Good programming practice in inlining a device function

If the compiler fails to inline a device function, what I usually do is to 1) put the function definition in the head file 2) put inline key word in front of the function 3) include the head file in the same compiling unit as the kernel function. This works good when the function is not complicated. However, when the device function is too complicated/long, the head file looks ugly. I am wondering if there is any better way of doing inlining for complicated/long device functions.

__forceinline__ should be honoured:

https://docs.nvidia.com/cuda/cuda-c-programming-guide/index.html#noinline-and-forceinline

What benefit do you anticipate (or realize) from inlining “complicated/long device functions”? Do you use separate compilation, and if so, do you use link-time optimization?

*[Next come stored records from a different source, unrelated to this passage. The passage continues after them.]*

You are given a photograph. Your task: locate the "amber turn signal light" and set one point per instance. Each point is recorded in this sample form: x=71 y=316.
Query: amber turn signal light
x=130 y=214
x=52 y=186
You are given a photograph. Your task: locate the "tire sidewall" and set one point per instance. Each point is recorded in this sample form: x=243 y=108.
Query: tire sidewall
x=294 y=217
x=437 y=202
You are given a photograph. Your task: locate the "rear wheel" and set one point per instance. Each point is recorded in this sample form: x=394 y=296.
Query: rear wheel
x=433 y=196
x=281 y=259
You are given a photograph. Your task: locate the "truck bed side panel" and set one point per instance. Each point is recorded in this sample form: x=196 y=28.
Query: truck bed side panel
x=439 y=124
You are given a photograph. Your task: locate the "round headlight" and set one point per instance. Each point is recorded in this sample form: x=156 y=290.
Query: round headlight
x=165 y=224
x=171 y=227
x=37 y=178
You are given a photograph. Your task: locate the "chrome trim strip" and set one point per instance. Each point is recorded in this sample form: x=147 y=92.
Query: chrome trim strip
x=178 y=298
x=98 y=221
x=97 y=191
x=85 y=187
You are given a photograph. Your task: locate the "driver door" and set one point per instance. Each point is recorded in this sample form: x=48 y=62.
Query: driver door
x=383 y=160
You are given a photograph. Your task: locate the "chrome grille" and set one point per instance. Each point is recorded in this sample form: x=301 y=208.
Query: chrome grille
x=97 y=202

To first order, inlining a function and moving it to a header file seem orthogonal issue to me. What is the connection between the two in your scenario?

If I want to inline a device function that the compiler refuses to inline, I add the __forceinline__ attribute. I have not used that in years as the compiler does a good job of identifying functions that should be inlined for performance gain.

For the application code I am working on recently, I’ve found that inlining these complicated functions reduces register usage and thus improves performance significantly. I did use separate compilation. What link-time optimizations do you refer to for nvcc. I know Intel compiler has -ipo option to help inline for cross units compilation. Does nvcc has something similar as -ipo?

What I should really ask is does nvcc provide option for enabling inlining for compilation across units?

Yes, it does (although arguably not quite as sophisticated yet given that Intel has polished their IPO functionality for the past 20 years or so). For an introduction, see:

Yes, see blog entry linked above:

In device LTO mode, we store a high-level intermediate form of the code for each translation unit, and then at link time we merge all those intermediates to create a high-level representation of all the device code. This enables the linker to perform high-level optimizations like inlining across file boundaries, which not only eliminates the overhead of the calling conventions, but also further enables other optimizations on the inlined block of code itself.

Many thanks! This is exactly what I am looking for.

Btw, I checked the CUDA 11.0, both -dc and -dlto options are not there for nvcc yet. The link article says it is provided as preview in 11.0.

Note that the blog post refers to CUDA 11.2. The current CUDA version is 11.5. You may want to upgrade to that.

1 Like